Par : Kamel Zaiem

La journée de samedi a été chaude et très animée pour tous les Tunisiens, sauf une seule créature qui n’a point été secouée par les mouvements sociaux et politiques qui ont eu pour théâtre l’avenue Habib Bourguiba, au centre-ville de Tunis.

C’est qu’à Carthage, le président de la République a fait, ce jour-là, sa grasse matinée et a pleinement profité de son weekend, n’ayant entrepris aucune activité officielle.

Rassemblements politiques : ça ne marche plus…

Et ceux qui ont attendu une sortie nocturne de Saïed sur cette même avenue pour marquer sa présence comme il l’a déjà fait à plusieurs reprises, ont déchanté puisqu’il n’a pas quitté son antre et n’a même pas fait de commentaires au moment où les deux mouvements opposés de ces manifestations le concernaient directement.

Certes, ces rassemblements n’ont pas rassemblé plus que quelques centaines de personnes et n’ont pas fait trop de bruit car, qu’on le veuille ou pas, ils étaient programmés par des partis politiques, du moins celui qui s’est prononcé contre les actions entreprises par Kaïs Saïed un certain 25 juillet 2021, ce qui dénote le manque d’intérêt chez les citoyens qui y ont assisté en spectateurs ou l’ayant franchement boudé.

C’est dire que ce soubresaut dans le camp des opposants de Saïed, conduits essentiellement par Ennahdha et ses satellites Qalb Tounès et Al Karama, semblent ne plus pouvoir faire revenir la machine vers l’arrière, d’autant plus que ces trois partis, qui forment la majorité au Parlement, n’arrivent plus aujourd’hui à réunir des milliers de manifestants ou, peut-être, n’ont plus les moyens financiers et logistiques pour le faire comme c’était le cas avant lorsqu’ils tenaient les rênes du pouvoir.

Feu vert

C’est pour cette raison que certains observateurs politiques avertis estiment que ce qui s’est passé samedi n’était qu’un constat d’échec pour les forces opposées à Saïed même si le président de la République ne peut en tirer aucun profit puisque même ses partisans n’affichent plus la même sérénité et le même enthousiasme que celui constaté le 25 juillet.

Pour sa part, le président de la République ne semble toujours pas pressé d’agir et de mettre en exécution toutes ses promesses.

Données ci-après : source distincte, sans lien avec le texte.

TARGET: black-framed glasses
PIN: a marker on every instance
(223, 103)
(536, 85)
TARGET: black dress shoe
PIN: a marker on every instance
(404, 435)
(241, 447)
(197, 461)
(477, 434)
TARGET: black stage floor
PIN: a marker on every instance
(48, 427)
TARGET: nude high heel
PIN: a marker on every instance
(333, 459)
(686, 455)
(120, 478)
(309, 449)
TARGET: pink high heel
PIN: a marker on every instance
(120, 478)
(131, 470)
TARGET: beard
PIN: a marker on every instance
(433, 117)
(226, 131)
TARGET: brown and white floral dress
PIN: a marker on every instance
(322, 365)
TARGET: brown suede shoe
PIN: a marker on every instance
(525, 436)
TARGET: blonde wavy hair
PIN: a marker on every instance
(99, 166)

Ayant passé avec plus ou moins de succès l’épreuve des interventions étrangères, notamment des USA et de l’Union européenne, il estime avoir, à présent, le feu vert pour aller de l’avant même avec certaines conditions qui lui étaient imposées.

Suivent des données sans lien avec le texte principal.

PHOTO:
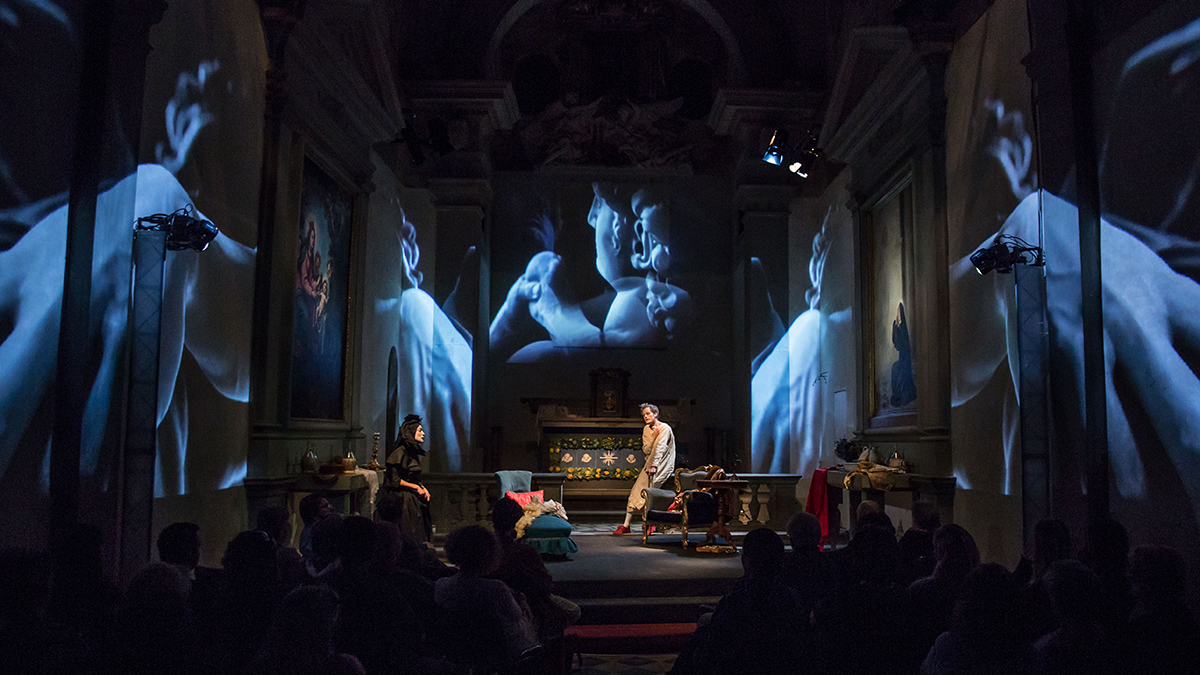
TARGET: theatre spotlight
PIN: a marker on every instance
(1005, 252)
(801, 159)
(774, 154)
(184, 230)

Saied sait bien aujourd’hui qu’il va pouvoir étendre son règne et engager les réformes dont il a souvent parlé, non sans se dépêcher pour annoncer des élections législatives avant terme pour permettre au Parlement de reprendre ses activités.

Toutefois, le clan de Saïed au palais de Carthage se doit d’être plus prudent pour éviter les nombreux pièges et embûches en cette délicate période. Les dernières nominations au ministère de l’Intérieur n’ont pas échappé aux critiques puisque Sami Yahiaoui, promu au poste de directeur général des services spéciaux, fait toujours rappeler le responsable sécuritaire à Gafsa lors des tristes événements du bassin minier en 2008 et cette promotion est très mal vue par les défenseurs des droits de l’homme et par tous les citoyens soucieux de se débarrasser définitivement des symboles de la dictature sous les ordres de Ben Ali.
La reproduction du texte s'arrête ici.